Antioxidant therapy in critically septic patients.

作者信息

Rinaldi S, Landucci F, De Gaudio A R

机构信息

Department of Critical Care, University of Florence, 50134 Florence Italy.

出版信息

Curr Drug Targets. 2009 Sep;10(9):872-80. doi: 10.2174/138945009789108774.

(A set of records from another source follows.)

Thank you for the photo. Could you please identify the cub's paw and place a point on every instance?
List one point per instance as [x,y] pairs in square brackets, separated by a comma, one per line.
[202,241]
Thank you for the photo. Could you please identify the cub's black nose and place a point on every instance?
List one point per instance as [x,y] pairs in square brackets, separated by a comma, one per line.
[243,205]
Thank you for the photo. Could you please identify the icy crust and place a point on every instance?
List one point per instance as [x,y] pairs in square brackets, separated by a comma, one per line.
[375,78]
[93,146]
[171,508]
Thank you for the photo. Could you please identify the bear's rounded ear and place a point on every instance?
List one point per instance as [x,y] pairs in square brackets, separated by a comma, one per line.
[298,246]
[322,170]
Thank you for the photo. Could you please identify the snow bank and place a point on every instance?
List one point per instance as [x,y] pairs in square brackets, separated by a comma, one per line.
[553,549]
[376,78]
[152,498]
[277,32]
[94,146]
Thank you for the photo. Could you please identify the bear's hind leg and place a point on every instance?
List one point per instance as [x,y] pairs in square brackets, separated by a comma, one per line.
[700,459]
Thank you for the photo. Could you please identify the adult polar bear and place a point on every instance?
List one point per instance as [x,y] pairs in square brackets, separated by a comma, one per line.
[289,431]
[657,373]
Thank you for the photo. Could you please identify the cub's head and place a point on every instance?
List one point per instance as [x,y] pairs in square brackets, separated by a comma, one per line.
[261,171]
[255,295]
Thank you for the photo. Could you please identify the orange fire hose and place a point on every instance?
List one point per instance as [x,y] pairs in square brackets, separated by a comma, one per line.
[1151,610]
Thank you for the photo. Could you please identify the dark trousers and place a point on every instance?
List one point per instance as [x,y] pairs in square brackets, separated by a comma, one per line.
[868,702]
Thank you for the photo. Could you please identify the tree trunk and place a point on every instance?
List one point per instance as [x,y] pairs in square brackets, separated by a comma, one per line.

DOI:10.2174/138945009789108774
PMID:19799541
Abstract

Critical illness and particularly sepsis are associated with a significant redox imbalance resulting from an increased production of oxidant species and a decrease in endogenous antioxidant defences. In critical patients sources of oxidative stress include the mitochondrial respiratory electron transport chain, xanthine oxidase activation, the respiratory burst associated with neutrophil activation, and arachidonic acid metabolism. Several endogenous antioxidants have been identified including enzymes, like superoxide dismutases and glutathione peroxidase, vitamins and other molecules such as uric acid and bilirubin. Recent studies pointed out the correlations between oxidative stress, systemic inflammatory response and apoptosis. Prospective randomized clinical trials regarding antioxidant therapy in critical illness provide increasing evidence in support of selenium, glutamine and omega-3 fatty acids. In particular selenium seems to improve clinical outcome in terms of infections and organ failure, glutamine has been associated with a significant reduction in infectious complications and omega-3 fatty acids could be particularly efficacious in sepsis. Melatonin is a promising molecule that deserves the attention of future research, as well as vitamin C. Further studied should also try to establish the more beneficial combination of antioxidants, as well as the doses, and the timing of administration. When such problems will be resolved hopefully results about antioxidant therapy in critical illness will be more univocal and promising.

摘要

危重病,尤其是脓毒症,与显著的氧化还原失衡有关,这是由于氧化剂生成增加和内源性抗氧化防御能力下降所致。在危重病患者中,氧化应激源包括线粒体呼吸电子传递链、黄嘌呤氧化酶激活、与中性粒细胞激活相关的呼吸爆发以及花生四烯酸代谢。已确定了几种内源性抗氧化剂,包括超氧化物歧化酶和谷胱甘肽过氧化物酶等酶、维生素以及尿酸和胆红素等其他分子。最近的研究指出了氧化应激、全身炎症反应和细胞凋亡之间的相关性。关于危重病抗氧化治疗的前瞻性随机临床试验提供了越来越多支持硒、谷氨酰胺和ω-3脂肪酸的证据。特别是硒似乎在感染和器官衰竭方面改善临床结局,谷氨酰胺与感染并发症显著减少有关,ω-3脂肪酸在脓毒症中可能特别有效。褪黑素是一种有前景的分子,值得未来研究关注,维生素C也是如此。进一步的研究还应尝试确定抗氧化剂更有益的组合、剂量以及给药时机。当这些问题得到解决时,有望关于危重病抗氧化治疗的结果将更加明确和有前景。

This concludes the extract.